6.22.2013

Incandescence




Have you ever had a moment when you realize the absolute delight of living and loving, when you pause and drink in the scene around you, wanting to memorize the sights and sounds and smells and tastes because you know way down deep in the parts of your heart you are most afraid to reveal that this moment is as close to perfection as can be realized in your very brief tenure on the planet?  When this awareness fills you with such joy it feels as though your heart will literally burst?  

I felt that tonight.



Ten years ago, my cousin married the love of his life.  It was a wedding quite different from the traditional ceremonies given that it was performed in the church they had recently bought and renovated into their home and its attendants and guests were costumed in myriad ways.  It was a day of great happiness and celebration, the bride and groom radiating light wherever they moved.

A decade later, we gathered once again, this time in a farm they had bought and renovated.  While nieces cast fishing lines in one of the ponds and friends’ children rode bikes and scampered about, a bluesy band assembled on the deck.  Fireflies hovered over the darkening lawn, matched only by the twinkle lights strung merrily around the deck.  The brilliant full moon marked the summer solstice in the east as the tiki torches flared, jealously flickering at the bonfire blazing by the barn.  Small hands reached for glow sticks and sparklers while family and friends talked and laughed in small groups here and there, four generations come together to revel and make merry.  Fireworks rose about the trees, streaks of reds and greens and blues and golds, temporarily hiding the emerging stars in a cloudless sky.  

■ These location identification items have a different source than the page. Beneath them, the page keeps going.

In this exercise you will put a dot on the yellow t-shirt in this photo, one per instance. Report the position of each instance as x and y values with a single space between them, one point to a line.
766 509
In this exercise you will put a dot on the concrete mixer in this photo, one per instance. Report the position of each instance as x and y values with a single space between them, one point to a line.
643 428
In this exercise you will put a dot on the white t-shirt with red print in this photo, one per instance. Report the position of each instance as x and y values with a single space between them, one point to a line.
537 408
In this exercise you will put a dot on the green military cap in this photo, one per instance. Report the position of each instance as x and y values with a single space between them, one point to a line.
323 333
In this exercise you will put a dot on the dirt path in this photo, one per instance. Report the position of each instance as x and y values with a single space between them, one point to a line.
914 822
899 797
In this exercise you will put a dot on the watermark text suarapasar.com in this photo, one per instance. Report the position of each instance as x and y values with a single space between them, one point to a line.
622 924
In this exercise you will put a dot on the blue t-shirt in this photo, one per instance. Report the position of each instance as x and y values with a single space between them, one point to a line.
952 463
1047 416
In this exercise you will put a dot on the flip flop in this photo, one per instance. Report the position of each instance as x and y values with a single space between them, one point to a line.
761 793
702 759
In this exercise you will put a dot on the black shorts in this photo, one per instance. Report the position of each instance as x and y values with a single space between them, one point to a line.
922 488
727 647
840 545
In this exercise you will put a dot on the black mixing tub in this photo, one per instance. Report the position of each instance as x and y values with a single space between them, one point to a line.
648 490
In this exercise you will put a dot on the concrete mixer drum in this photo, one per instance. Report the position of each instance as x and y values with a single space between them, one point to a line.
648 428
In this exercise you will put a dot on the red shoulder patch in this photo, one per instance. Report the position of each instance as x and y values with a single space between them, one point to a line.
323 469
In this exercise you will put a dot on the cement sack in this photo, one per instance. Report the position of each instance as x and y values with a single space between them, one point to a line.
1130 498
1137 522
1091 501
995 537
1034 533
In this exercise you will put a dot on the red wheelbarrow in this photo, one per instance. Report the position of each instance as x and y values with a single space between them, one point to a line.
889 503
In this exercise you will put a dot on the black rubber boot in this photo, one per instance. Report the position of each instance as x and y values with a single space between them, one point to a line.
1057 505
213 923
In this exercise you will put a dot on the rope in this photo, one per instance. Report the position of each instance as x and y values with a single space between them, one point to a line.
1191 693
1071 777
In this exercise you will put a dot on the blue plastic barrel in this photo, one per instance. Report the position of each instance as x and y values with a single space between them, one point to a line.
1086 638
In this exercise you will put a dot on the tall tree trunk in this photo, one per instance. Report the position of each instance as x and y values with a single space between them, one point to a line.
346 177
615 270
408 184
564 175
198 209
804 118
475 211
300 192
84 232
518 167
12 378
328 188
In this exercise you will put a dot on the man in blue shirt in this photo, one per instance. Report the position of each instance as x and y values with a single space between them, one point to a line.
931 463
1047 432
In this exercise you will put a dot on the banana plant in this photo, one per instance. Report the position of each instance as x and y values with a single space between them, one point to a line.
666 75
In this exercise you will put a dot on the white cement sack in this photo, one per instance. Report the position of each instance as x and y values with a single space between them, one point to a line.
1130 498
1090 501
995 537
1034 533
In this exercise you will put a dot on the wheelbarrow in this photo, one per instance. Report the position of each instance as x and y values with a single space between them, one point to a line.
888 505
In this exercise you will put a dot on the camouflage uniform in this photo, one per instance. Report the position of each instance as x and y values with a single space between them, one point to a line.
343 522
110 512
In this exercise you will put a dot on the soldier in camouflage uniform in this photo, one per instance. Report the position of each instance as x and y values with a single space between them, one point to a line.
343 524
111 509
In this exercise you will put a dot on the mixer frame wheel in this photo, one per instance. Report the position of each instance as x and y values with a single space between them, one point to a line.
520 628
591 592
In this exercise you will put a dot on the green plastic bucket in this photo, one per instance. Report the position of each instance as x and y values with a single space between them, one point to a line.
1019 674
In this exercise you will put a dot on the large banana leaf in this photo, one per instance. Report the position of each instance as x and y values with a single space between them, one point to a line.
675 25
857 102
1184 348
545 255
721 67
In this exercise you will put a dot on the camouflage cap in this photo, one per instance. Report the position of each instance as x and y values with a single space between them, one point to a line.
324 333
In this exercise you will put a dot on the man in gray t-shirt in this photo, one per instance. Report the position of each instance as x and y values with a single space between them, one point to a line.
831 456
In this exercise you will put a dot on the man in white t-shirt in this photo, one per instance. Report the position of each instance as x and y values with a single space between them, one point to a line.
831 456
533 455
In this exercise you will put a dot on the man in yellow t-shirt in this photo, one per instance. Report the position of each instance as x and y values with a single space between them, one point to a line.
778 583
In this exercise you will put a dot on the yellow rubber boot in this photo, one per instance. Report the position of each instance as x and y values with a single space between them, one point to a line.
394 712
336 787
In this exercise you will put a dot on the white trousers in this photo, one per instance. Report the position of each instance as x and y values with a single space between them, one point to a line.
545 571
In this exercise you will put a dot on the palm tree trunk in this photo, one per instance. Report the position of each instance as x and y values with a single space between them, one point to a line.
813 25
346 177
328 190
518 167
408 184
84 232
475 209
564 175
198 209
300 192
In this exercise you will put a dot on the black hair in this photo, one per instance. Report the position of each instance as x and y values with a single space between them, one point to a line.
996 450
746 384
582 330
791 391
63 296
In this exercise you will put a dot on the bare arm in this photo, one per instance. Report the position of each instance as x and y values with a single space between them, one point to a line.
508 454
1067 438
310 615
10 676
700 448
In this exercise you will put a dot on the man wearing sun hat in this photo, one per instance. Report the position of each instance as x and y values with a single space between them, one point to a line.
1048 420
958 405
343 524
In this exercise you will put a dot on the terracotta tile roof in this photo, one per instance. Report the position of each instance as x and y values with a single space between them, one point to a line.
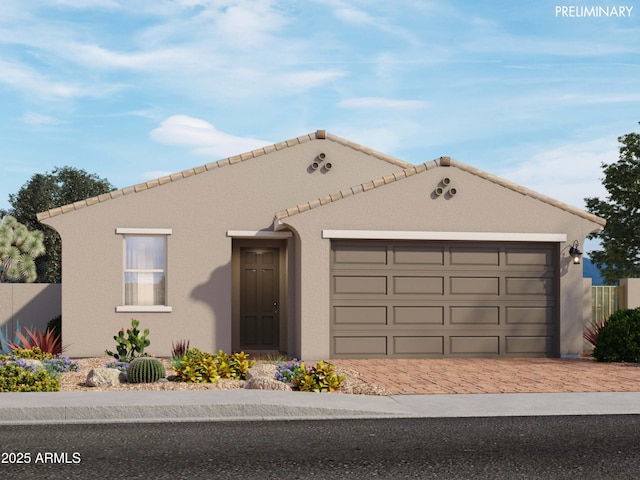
318 135
417 169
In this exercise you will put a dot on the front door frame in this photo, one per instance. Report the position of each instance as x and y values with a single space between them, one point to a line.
237 245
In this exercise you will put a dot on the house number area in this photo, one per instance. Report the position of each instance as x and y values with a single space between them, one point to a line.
15 458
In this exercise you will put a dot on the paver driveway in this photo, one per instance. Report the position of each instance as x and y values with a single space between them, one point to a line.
544 375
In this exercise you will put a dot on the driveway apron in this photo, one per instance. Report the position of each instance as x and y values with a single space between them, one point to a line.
534 375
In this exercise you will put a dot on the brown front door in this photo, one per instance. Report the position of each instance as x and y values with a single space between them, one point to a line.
259 299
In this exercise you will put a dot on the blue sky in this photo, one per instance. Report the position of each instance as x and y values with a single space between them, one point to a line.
132 90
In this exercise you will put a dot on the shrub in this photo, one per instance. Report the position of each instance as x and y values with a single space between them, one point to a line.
196 366
286 372
55 325
17 378
118 365
619 339
179 349
319 378
132 344
591 333
53 364
235 366
59 364
33 353
145 370
48 341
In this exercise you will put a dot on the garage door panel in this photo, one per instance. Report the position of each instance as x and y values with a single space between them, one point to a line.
416 315
360 346
412 256
367 315
372 255
474 315
475 256
529 315
529 286
418 285
436 299
474 285
418 345
360 284
528 345
480 345
538 257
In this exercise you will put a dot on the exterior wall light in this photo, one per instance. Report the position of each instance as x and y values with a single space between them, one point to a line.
575 253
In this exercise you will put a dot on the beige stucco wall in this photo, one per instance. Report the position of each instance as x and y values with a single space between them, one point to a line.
29 305
631 292
409 205
199 210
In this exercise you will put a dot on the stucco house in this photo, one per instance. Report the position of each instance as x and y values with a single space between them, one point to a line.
322 248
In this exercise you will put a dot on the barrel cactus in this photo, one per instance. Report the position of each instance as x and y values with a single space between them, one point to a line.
145 370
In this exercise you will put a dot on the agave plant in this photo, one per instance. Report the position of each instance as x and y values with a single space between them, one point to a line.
48 342
19 247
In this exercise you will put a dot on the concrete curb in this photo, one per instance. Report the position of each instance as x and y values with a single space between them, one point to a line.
247 405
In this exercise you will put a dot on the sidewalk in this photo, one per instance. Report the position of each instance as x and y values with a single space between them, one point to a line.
496 375
420 388
230 405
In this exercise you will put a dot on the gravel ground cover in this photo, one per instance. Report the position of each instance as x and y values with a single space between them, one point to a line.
75 381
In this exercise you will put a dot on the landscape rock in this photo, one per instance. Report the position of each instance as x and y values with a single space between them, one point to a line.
32 363
105 377
265 383
261 370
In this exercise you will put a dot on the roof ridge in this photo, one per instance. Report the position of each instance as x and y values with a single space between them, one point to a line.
317 135
423 167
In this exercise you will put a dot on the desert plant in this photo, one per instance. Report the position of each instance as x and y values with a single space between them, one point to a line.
196 366
179 348
55 325
592 332
19 247
233 366
319 378
17 378
4 337
33 353
54 364
287 371
118 365
48 341
619 339
59 364
145 370
132 344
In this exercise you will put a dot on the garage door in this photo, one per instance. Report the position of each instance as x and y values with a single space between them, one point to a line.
435 299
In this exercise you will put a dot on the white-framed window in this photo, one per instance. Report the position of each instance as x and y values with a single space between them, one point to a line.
144 270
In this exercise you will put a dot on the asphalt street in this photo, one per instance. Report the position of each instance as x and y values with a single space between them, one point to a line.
541 447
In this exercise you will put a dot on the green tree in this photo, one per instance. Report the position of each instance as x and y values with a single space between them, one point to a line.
42 192
19 247
620 239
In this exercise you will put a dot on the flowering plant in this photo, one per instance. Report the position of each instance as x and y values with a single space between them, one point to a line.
130 345
288 371
118 365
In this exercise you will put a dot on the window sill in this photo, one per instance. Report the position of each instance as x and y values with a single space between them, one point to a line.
144 308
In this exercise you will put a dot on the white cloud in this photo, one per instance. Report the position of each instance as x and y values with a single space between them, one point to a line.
568 173
202 138
301 81
31 118
155 174
26 79
382 103
85 4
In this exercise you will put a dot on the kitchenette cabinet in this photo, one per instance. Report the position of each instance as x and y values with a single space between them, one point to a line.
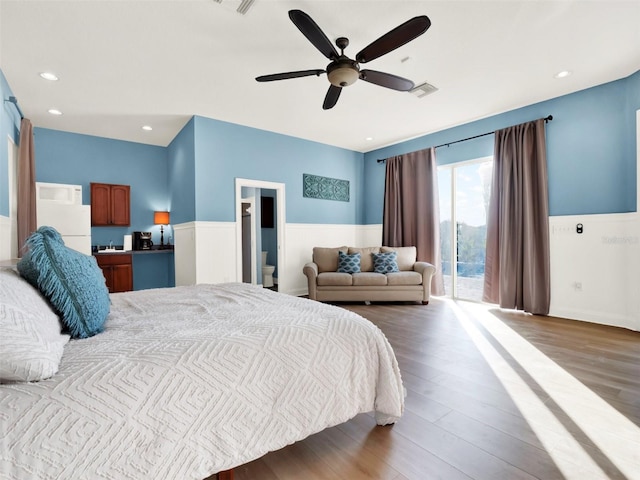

As I sat and watched this one-time bridegroom strum his guitar and sing the requests being proffered from the crowd, I turned.  In the soft light of the torches and twinkling bulbs, his bride stood slightly apart, a crooked smile adorning her face.  In her eyes was the same look I saw ten years ago as she came forward to meet him at the altar: a fervent glow, incandescence.  

So much love.  

To have seen my family laughing and singing and talking and clapping and hugging; to have witnessed that moment; to know there is so much love in the world, and to feel it all around me in that space and time.  I am blessed and humbled beyond the words I usually find so readily.